Continuing an education can be the right choice. Just make sure that when you throw your hands up in the air and say you’re going back to school, you are doing it for the right reasons, and with some specific goals. And give some added thought to whether you could get a job right now with the education and skills you possess, if you presented them in a way that makes it easy for employers to see how you’d contribute.
Education is always a wise choice, but the school of preparedness is never out for summer.


Having a top-notch resume is just a part of marketing your skills and yourself to employers.
In this day and age of technology, go one step further and create a personal website, centered around your skills and work experience.
Your personal marketing website will accent your skills, further entice employers and help close the deal for employment.

Digital Resume

If you only have hardcopies of your resume for mailing, there is a problem.
In this day and age, a digital resume is necessary. Not only is it easier to change and update, but there are job listings out there that ask for it to be attached when filling out other information online.
A hardcopy of your resume is good to have on hand for an interview, but one that can be sent off in the blink of an eye is imperative.

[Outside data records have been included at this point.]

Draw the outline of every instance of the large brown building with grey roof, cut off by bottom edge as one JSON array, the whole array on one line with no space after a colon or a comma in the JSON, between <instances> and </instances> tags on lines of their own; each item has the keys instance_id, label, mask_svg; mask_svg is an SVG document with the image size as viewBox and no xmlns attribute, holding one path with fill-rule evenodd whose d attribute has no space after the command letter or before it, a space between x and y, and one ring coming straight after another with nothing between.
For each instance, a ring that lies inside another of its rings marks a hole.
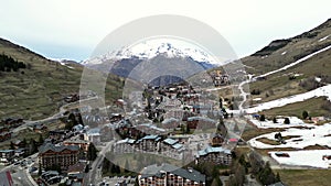
<instances>
[{"instance_id":1,"label":"large brown building with grey roof, cut off by bottom edge","mask_svg":"<svg viewBox=\"0 0 331 186\"><path fill-rule=\"evenodd\" d=\"M174 186L204 186L205 175L189 168L173 166L171 164L150 165L138 175L139 186L174 185Z\"/></svg>"}]
</instances>

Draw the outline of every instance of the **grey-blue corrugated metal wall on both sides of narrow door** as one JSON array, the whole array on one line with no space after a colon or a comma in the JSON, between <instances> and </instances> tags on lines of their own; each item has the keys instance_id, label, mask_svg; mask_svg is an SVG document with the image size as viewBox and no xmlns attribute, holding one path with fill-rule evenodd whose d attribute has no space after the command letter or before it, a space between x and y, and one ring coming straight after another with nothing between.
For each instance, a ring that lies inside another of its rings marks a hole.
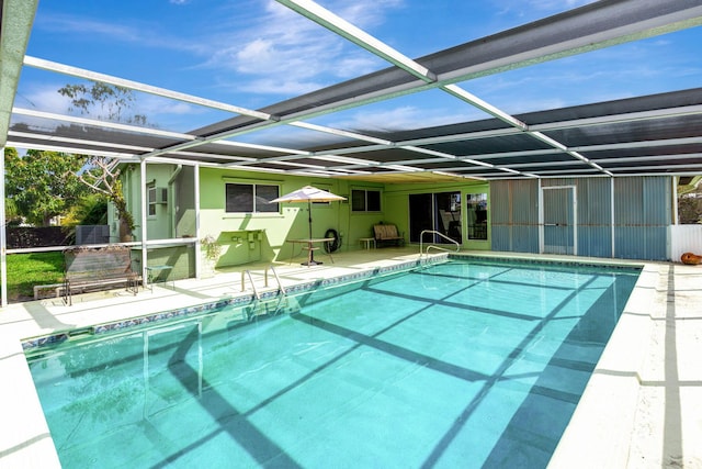
<instances>
[{"instance_id":1,"label":"grey-blue corrugated metal wall on both sides of narrow door","mask_svg":"<svg viewBox=\"0 0 702 469\"><path fill-rule=\"evenodd\" d=\"M669 177L542 179L541 185L576 187L578 256L667 259ZM490 183L494 250L539 253L539 190L531 179Z\"/></svg>"}]
</instances>

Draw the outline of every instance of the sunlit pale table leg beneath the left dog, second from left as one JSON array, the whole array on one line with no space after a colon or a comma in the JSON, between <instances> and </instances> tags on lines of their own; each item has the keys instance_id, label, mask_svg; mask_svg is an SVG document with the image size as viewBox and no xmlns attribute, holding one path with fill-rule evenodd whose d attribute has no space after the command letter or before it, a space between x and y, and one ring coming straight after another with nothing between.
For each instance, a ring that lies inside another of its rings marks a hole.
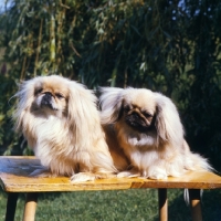
<instances>
[{"instance_id":1,"label":"sunlit pale table leg beneath the left dog, second from left","mask_svg":"<svg viewBox=\"0 0 221 221\"><path fill-rule=\"evenodd\" d=\"M23 221L34 221L38 192L28 192L23 213Z\"/></svg>"}]
</instances>

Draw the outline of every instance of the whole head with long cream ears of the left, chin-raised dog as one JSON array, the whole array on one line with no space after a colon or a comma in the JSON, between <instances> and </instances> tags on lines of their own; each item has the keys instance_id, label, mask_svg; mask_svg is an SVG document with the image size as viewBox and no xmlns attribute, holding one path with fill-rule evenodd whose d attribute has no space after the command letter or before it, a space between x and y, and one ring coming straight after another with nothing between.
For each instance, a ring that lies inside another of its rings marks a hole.
<instances>
[{"instance_id":1,"label":"whole head with long cream ears of the left, chin-raised dog","mask_svg":"<svg viewBox=\"0 0 221 221\"><path fill-rule=\"evenodd\" d=\"M53 128L57 134L70 133L70 140L82 145L103 136L96 96L77 82L59 75L36 76L23 82L14 96L18 97L14 129L25 137L36 139L38 133L43 136ZM90 139L85 139L85 135Z\"/></svg>"}]
</instances>

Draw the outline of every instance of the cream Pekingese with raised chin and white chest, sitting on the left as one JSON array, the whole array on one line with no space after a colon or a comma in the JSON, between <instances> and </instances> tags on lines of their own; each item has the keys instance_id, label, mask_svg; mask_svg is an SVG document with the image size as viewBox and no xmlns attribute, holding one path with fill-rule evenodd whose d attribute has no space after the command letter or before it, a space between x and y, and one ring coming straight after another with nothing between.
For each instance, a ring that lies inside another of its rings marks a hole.
<instances>
[{"instance_id":1,"label":"cream Pekingese with raised chin and white chest, sitting on the left","mask_svg":"<svg viewBox=\"0 0 221 221\"><path fill-rule=\"evenodd\" d=\"M59 75L38 76L15 96L15 129L50 175L76 182L116 172L90 90Z\"/></svg>"}]
</instances>

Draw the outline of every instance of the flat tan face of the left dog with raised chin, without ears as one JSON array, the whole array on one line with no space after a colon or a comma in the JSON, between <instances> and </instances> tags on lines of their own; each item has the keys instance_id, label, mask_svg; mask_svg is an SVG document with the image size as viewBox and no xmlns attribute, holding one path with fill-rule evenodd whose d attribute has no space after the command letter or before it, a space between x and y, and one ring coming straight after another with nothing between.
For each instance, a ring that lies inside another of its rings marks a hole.
<instances>
[{"instance_id":1,"label":"flat tan face of the left dog with raised chin, without ears","mask_svg":"<svg viewBox=\"0 0 221 221\"><path fill-rule=\"evenodd\" d=\"M67 85L56 77L44 78L34 85L33 112L65 115L67 110L69 91Z\"/></svg>"}]
</instances>

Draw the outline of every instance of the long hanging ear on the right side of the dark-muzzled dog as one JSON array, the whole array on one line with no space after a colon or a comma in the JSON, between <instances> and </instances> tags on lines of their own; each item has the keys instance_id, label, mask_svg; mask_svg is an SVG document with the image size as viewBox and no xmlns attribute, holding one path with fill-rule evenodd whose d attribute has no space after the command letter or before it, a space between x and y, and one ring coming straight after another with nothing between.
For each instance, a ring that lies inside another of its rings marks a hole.
<instances>
[{"instance_id":1,"label":"long hanging ear on the right side of the dark-muzzled dog","mask_svg":"<svg viewBox=\"0 0 221 221\"><path fill-rule=\"evenodd\" d=\"M175 104L168 97L156 93L157 110L155 126L161 140L180 145L183 128Z\"/></svg>"}]
</instances>

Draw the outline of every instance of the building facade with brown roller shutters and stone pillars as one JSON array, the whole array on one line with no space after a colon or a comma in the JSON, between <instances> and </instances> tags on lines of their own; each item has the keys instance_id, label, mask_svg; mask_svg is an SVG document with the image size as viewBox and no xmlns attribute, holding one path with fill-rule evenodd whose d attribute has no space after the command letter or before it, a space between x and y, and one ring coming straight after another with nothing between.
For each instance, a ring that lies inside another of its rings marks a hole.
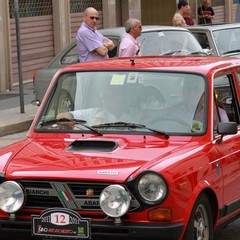
<instances>
[{"instance_id":1,"label":"building facade with brown roller shutters and stone pillars","mask_svg":"<svg viewBox=\"0 0 240 240\"><path fill-rule=\"evenodd\" d=\"M0 0L0 92L18 85L19 67L23 81L32 81L34 71L44 67L75 38L86 7L99 11L98 28L122 26L129 17L141 19L144 25L172 25L177 1ZM212 0L214 23L235 22L237 2ZM201 0L189 0L189 4L196 22Z\"/></svg>"}]
</instances>

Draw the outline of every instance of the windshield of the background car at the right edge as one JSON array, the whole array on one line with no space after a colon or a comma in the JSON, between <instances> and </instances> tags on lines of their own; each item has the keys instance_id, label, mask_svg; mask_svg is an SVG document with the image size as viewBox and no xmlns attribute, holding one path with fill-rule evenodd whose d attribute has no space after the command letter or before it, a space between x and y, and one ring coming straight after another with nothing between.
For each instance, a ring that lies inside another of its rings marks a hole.
<instances>
[{"instance_id":1,"label":"windshield of the background car at the right edge","mask_svg":"<svg viewBox=\"0 0 240 240\"><path fill-rule=\"evenodd\" d=\"M220 55L240 53L240 28L217 30L213 37Z\"/></svg>"}]
</instances>

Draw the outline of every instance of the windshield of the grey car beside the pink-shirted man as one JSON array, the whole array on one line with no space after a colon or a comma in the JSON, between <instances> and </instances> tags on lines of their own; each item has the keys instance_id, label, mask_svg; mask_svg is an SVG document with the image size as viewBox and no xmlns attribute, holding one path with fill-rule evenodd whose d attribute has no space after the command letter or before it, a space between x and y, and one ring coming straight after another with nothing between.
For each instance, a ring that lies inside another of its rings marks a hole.
<instances>
[{"instance_id":1,"label":"windshield of the grey car beside the pink-shirted man","mask_svg":"<svg viewBox=\"0 0 240 240\"><path fill-rule=\"evenodd\" d=\"M137 40L141 55L186 55L203 52L196 38L187 31L143 32Z\"/></svg>"}]
</instances>

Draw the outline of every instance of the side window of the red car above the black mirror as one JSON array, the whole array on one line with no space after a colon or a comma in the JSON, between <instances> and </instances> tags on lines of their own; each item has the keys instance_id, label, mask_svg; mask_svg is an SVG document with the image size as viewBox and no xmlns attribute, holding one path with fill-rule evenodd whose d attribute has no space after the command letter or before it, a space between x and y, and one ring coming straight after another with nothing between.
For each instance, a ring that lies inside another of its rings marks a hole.
<instances>
[{"instance_id":1,"label":"side window of the red car above the black mirror","mask_svg":"<svg viewBox=\"0 0 240 240\"><path fill-rule=\"evenodd\" d=\"M218 122L239 124L239 104L231 74L214 79L214 127Z\"/></svg>"}]
</instances>

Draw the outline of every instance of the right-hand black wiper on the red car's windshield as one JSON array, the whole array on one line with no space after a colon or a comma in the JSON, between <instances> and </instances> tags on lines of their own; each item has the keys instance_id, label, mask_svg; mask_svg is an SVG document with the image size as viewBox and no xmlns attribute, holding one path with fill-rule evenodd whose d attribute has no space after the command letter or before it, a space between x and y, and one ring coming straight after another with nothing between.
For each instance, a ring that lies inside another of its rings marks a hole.
<instances>
[{"instance_id":1,"label":"right-hand black wiper on the red car's windshield","mask_svg":"<svg viewBox=\"0 0 240 240\"><path fill-rule=\"evenodd\" d=\"M141 128L141 129L147 129L149 131L155 132L157 134L160 135L164 135L164 137L166 139L169 138L169 135L167 133L165 133L164 131L159 131L156 129L152 129L152 128L148 128L143 124L136 124L136 123L128 123L128 122L113 122L113 123L103 123L103 124L98 124L98 125L94 125L92 126L93 128L124 128L124 127L128 127L128 128Z\"/></svg>"}]
</instances>

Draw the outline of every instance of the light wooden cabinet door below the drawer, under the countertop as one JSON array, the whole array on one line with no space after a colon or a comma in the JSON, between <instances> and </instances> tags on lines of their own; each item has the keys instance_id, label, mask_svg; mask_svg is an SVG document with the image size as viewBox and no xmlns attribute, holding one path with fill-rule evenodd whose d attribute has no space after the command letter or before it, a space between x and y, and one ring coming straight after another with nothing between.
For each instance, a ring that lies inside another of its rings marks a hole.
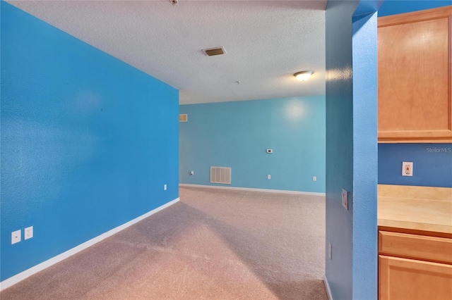
<instances>
[{"instance_id":1,"label":"light wooden cabinet door below the drawer, under the countertop","mask_svg":"<svg viewBox=\"0 0 452 300\"><path fill-rule=\"evenodd\" d=\"M452 299L452 265L379 256L379 299Z\"/></svg>"}]
</instances>

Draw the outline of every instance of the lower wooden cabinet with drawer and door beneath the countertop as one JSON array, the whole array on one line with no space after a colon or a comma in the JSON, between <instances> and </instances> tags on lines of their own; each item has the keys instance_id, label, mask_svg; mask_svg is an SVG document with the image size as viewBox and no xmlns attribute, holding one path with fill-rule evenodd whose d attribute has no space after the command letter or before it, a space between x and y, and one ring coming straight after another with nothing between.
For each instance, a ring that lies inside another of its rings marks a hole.
<instances>
[{"instance_id":1,"label":"lower wooden cabinet with drawer and door beneath the countertop","mask_svg":"<svg viewBox=\"0 0 452 300\"><path fill-rule=\"evenodd\" d=\"M452 239L380 230L379 299L452 300Z\"/></svg>"}]
</instances>

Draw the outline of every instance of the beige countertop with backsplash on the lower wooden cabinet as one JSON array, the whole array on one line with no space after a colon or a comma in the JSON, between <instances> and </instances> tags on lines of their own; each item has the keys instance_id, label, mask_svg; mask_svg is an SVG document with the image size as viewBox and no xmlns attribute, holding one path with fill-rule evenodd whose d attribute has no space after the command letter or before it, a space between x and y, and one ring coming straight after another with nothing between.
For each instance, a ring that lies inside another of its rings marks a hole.
<instances>
[{"instance_id":1,"label":"beige countertop with backsplash on the lower wooden cabinet","mask_svg":"<svg viewBox=\"0 0 452 300\"><path fill-rule=\"evenodd\" d=\"M379 185L378 225L452 234L452 188Z\"/></svg>"}]
</instances>

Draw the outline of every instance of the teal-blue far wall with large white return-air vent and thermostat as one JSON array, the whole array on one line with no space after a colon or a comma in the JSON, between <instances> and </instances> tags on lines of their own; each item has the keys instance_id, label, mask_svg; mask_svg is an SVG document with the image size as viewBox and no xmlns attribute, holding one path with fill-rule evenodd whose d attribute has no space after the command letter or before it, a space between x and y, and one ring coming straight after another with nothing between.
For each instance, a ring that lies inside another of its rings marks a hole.
<instances>
[{"instance_id":1,"label":"teal-blue far wall with large white return-air vent and thermostat","mask_svg":"<svg viewBox=\"0 0 452 300\"><path fill-rule=\"evenodd\" d=\"M182 105L179 112L189 120L179 123L181 183L214 185L212 165L232 168L227 186L325 192L325 96Z\"/></svg>"}]
</instances>

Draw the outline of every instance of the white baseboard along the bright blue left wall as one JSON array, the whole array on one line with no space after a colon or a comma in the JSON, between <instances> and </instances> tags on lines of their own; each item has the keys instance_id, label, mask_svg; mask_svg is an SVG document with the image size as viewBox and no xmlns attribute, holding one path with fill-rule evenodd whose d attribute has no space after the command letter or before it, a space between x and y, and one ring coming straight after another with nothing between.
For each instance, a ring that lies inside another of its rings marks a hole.
<instances>
[{"instance_id":1,"label":"white baseboard along the bright blue left wall","mask_svg":"<svg viewBox=\"0 0 452 300\"><path fill-rule=\"evenodd\" d=\"M54 265L55 263L59 263L60 261L63 261L64 259L68 258L69 256L73 256L74 254L87 249L90 246L93 246L94 244L102 241L102 239L106 239L107 237L110 237L114 235L117 232L120 232L121 230L126 229L127 227L138 223L139 221L148 218L148 216L153 215L154 213L157 213L158 211L161 211L164 208L167 208L168 206L171 206L172 204L175 204L177 201L179 201L179 198L176 198L172 201L169 201L167 204L163 204L162 206L159 206L157 208L154 208L152 211L148 211L148 213L145 213L144 215L140 215L137 218L134 218L133 220L130 220L127 223L124 223L123 225L119 225L118 227L114 227L112 230L109 230L107 232L102 233L102 235L98 235L97 237L94 237L93 239L88 240L87 242L84 242L83 244L80 244L78 246L73 247L72 249L69 249L68 251L63 252L62 254L59 254L57 256L54 256L52 258L49 258L47 261L43 261L42 263L35 265L32 268L29 268L28 270L25 270L23 272L18 273L17 275L14 275L13 277L9 277L8 279L0 282L0 291L11 287L12 285L16 285L16 283L24 280L27 277L30 277L31 275L34 275L41 270L44 270L45 268L49 268L49 266Z\"/></svg>"}]
</instances>

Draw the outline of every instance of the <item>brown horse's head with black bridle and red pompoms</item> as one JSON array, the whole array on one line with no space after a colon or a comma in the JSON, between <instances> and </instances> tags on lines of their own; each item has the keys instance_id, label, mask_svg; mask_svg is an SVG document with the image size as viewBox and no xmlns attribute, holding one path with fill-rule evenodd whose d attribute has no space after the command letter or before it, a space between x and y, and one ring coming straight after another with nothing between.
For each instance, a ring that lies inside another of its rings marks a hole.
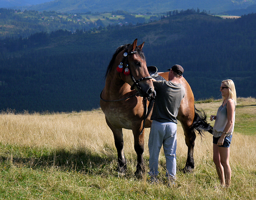
<instances>
[{"instance_id":1,"label":"brown horse's head with black bridle and red pompoms","mask_svg":"<svg viewBox=\"0 0 256 200\"><path fill-rule=\"evenodd\" d=\"M124 49L117 55L114 68L119 77L136 89L140 96L150 97L154 92L152 77L147 69L146 58L142 51L144 42L137 46L137 39L131 45L124 46Z\"/></svg>"}]
</instances>

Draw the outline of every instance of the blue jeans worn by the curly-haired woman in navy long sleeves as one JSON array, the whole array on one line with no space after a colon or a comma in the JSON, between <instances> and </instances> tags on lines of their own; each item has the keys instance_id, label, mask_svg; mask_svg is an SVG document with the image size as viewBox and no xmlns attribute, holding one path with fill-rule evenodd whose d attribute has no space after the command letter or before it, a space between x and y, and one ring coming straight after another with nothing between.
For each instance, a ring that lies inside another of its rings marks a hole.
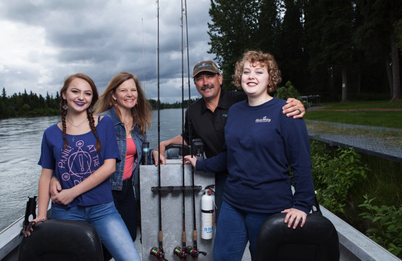
<instances>
[{"instance_id":1,"label":"blue jeans worn by the curly-haired woman in navy long sleeves","mask_svg":"<svg viewBox=\"0 0 402 261\"><path fill-rule=\"evenodd\" d=\"M215 235L214 260L241 260L248 241L254 260L261 225L272 214L241 210L224 201Z\"/></svg>"}]
</instances>

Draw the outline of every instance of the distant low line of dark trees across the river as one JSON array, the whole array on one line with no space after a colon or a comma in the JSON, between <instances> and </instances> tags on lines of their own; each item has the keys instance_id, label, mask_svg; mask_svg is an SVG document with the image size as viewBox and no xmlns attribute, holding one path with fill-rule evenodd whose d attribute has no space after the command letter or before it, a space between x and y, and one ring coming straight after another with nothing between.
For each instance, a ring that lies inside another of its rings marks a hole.
<instances>
[{"instance_id":1,"label":"distant low line of dark trees across the river","mask_svg":"<svg viewBox=\"0 0 402 261\"><path fill-rule=\"evenodd\" d=\"M195 99L191 99L194 102ZM157 109L157 100L149 99L152 109ZM181 108L182 102L175 103L160 102L160 109ZM184 108L188 107L188 100L183 101ZM0 98L0 119L12 117L36 117L36 116L53 116L60 115L60 94L56 95L46 93L46 96L39 96L32 91L23 93L14 93L7 96L6 89L3 88L2 97Z\"/></svg>"}]
</instances>

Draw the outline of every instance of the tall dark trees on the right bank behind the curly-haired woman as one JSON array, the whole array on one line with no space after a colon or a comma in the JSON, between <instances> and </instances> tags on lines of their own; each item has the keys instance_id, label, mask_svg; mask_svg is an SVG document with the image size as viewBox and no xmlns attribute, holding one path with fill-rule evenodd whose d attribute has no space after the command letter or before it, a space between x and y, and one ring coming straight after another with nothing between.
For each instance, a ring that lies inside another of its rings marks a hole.
<instances>
[{"instance_id":1,"label":"tall dark trees on the right bank behind the curly-haired woman","mask_svg":"<svg viewBox=\"0 0 402 261\"><path fill-rule=\"evenodd\" d=\"M400 0L211 0L209 14L209 53L226 89L244 51L261 50L302 95L401 98Z\"/></svg>"}]
</instances>

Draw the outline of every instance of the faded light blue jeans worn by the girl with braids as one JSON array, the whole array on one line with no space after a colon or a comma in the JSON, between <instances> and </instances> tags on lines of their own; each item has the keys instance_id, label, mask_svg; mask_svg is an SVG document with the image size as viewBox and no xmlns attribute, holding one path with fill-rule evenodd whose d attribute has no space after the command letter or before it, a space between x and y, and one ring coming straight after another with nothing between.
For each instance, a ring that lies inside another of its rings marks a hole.
<instances>
[{"instance_id":1,"label":"faded light blue jeans worn by the girl with braids","mask_svg":"<svg viewBox=\"0 0 402 261\"><path fill-rule=\"evenodd\" d=\"M141 260L130 233L113 202L68 209L52 206L50 216L52 219L79 220L93 225L99 234L100 241L116 261Z\"/></svg>"}]
</instances>

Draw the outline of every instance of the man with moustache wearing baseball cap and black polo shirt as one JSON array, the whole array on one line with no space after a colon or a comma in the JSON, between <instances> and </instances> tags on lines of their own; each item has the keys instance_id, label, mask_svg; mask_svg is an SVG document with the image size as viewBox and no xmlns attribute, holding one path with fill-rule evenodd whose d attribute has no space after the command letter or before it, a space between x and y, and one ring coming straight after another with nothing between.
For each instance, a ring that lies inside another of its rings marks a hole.
<instances>
[{"instance_id":1,"label":"man with moustache wearing baseball cap and black polo shirt","mask_svg":"<svg viewBox=\"0 0 402 261\"><path fill-rule=\"evenodd\" d=\"M195 87L202 99L191 103L191 138L201 139L204 142L204 151L207 158L222 152L225 143L224 128L229 108L236 102L247 99L244 92L225 91L221 88L222 74L213 61L200 61L194 65L192 72ZM287 104L282 108L286 116L300 118L306 113L302 102L294 98L288 98ZM159 144L159 152L163 154L166 146L170 144L189 145L188 109L185 112L184 133ZM166 163L165 158L161 164ZM217 206L216 219L222 205L222 195L228 173L216 173L215 175L215 204ZM217 221L216 220L216 221Z\"/></svg>"}]
</instances>

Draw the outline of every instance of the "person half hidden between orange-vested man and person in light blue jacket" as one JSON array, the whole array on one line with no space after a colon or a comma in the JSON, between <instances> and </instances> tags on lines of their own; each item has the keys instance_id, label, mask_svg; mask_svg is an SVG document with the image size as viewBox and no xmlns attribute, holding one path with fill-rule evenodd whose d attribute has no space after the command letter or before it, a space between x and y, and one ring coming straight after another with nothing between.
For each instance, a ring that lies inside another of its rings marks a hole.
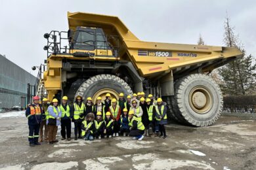
<instances>
[{"instance_id":1,"label":"person half hidden between orange-vested man and person in light blue jacket","mask_svg":"<svg viewBox=\"0 0 256 170\"><path fill-rule=\"evenodd\" d=\"M45 141L48 141L48 126L46 124L47 122L47 116L48 116L48 99L43 98L43 104L42 104L42 108L43 108L43 120L40 124L40 130L39 130L39 143L43 142L43 135L45 135ZM45 127L45 131L43 131L43 127Z\"/></svg>"}]
</instances>

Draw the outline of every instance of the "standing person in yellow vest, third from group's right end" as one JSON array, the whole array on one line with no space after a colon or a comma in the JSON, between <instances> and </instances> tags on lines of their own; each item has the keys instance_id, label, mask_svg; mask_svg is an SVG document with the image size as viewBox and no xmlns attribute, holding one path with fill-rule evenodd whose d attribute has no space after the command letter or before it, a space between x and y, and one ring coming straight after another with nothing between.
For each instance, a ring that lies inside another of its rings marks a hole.
<instances>
[{"instance_id":1,"label":"standing person in yellow vest, third from group's right end","mask_svg":"<svg viewBox=\"0 0 256 170\"><path fill-rule=\"evenodd\" d=\"M152 128L152 133L156 134L156 119L155 115L153 114L154 112L156 112L156 108L154 105L152 105L149 98L146 99L146 109L148 111L148 120L150 122L150 127ZM148 129L148 134L150 135L150 129Z\"/></svg>"}]
</instances>

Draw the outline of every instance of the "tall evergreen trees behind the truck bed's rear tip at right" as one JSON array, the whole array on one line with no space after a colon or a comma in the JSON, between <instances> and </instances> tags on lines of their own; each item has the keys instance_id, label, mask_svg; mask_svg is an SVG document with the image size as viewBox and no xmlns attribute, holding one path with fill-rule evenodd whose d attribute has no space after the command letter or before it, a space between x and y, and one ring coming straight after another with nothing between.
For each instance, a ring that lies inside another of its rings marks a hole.
<instances>
[{"instance_id":1,"label":"tall evergreen trees behind the truck bed's rear tip at right","mask_svg":"<svg viewBox=\"0 0 256 170\"><path fill-rule=\"evenodd\" d=\"M234 34L234 27L230 25L230 18L224 22L224 44L228 47L236 47L242 50L242 58L232 61L220 69L224 83L220 84L223 92L229 95L245 95L255 89L256 63L251 54L245 56L245 50L239 41L238 35Z\"/></svg>"}]
</instances>

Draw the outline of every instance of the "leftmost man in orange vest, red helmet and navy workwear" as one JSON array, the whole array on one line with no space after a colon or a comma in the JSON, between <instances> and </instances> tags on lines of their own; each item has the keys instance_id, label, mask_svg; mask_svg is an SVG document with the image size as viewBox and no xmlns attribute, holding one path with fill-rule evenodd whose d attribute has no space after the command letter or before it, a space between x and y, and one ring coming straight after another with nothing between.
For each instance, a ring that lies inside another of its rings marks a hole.
<instances>
[{"instance_id":1,"label":"leftmost man in orange vest, red helmet and navy workwear","mask_svg":"<svg viewBox=\"0 0 256 170\"><path fill-rule=\"evenodd\" d=\"M41 106L39 105L39 97L33 97L33 104L28 105L26 109L26 117L28 118L28 141L30 142L30 146L40 145L38 142L39 137L39 128L41 120L43 119L43 112Z\"/></svg>"}]
</instances>

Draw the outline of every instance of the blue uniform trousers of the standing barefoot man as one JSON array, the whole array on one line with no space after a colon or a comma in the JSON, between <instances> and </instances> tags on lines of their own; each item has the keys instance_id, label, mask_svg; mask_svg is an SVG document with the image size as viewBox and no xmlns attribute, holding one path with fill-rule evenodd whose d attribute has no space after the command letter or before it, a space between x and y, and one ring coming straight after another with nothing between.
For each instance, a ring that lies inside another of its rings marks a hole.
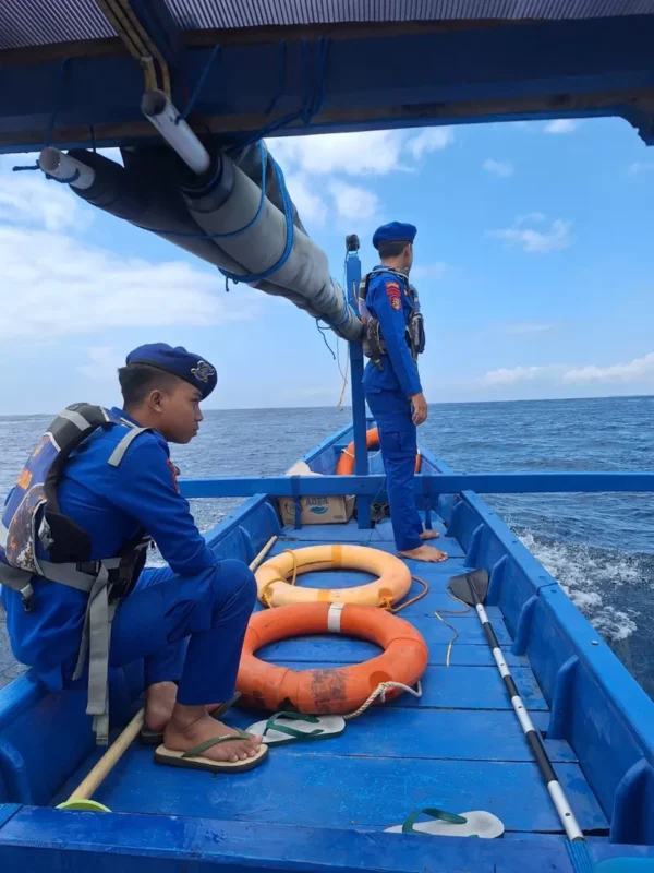
<instances>
[{"instance_id":1,"label":"blue uniform trousers of the standing barefoot man","mask_svg":"<svg viewBox=\"0 0 654 873\"><path fill-rule=\"evenodd\" d=\"M390 523L398 551L422 546L423 526L415 505L414 475L417 452L416 428L411 420L411 402L401 391L373 390L365 396L379 430L379 445L386 471Z\"/></svg>"}]
</instances>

When you use a hashtag (#) before a word on a Twitter posting, it helps others find that topic.
Use hashtags to help in your job search, to see how and where others are discussing a certain topic.
You will quickly see the keywords most people are following (you can check that at These are the keywords that will let you connect with more people.
If you use them, you can build a larger network more quickly on Twitter, and you network will be composed of people with interests closely aligned to yours.

Know Your Audience

Don’t make the mistake of sending the same blanket résumé to every job posting you discover. Do some legwork.
Find out a little bit about the company beforehand and what they may be looking for in an employee. Sometimes you can get a job description.
If not, find out as much as you can about the position and market your skills accordingly. One way to do that is to check out what’s required for similar positions in other companies.
Sending out the same résumé to everyone may fall flat because, although you have the skills companies are looking for, they might not jump off the page in a general resume.

Tuesday, November 9, 2010

The Turnaround

When asked in an interview what your weaknesses are, take the opportunity to turn what could be a negative topic into a positive.
If you know you are a perfectionist, convey that by saying you are too hard on yourself sometimes because you always feel like no matter how a good a project is, it could always be better.
Always take this opportunity in an interview to reinforce your strengths, rather than actually displaying any weaknesses.

The Spots

It’s true a lot of networking can be done over the Internet these days, but don’t forget the good old-fashioned way of meeting in person at a popular hangout.
If you know the social clubs and watering holes where others from your industry relax, make it a point to stop by from time to time. It can’t hurt to get your name and face out there, so if someone does know of an opening in the future with a company, they’ll think of you.
Stopping by a nice lounge or club for a cocktail could turnout to be the first step into a future job, so cheers!

Blog It Out

If you have something to say that can offer insight into your line of work, consider blogging about it.
Blogging can pertain to any daily thought or feeling, but  has also become a very real amenity businesses are utilizing these days.
Joining the business blog world will allow you to share your insights and market yourself while looking for work.
A good business blog will give deeper meaning into what you have to offer your career field and show possible future employers that you are the person they want add to their company.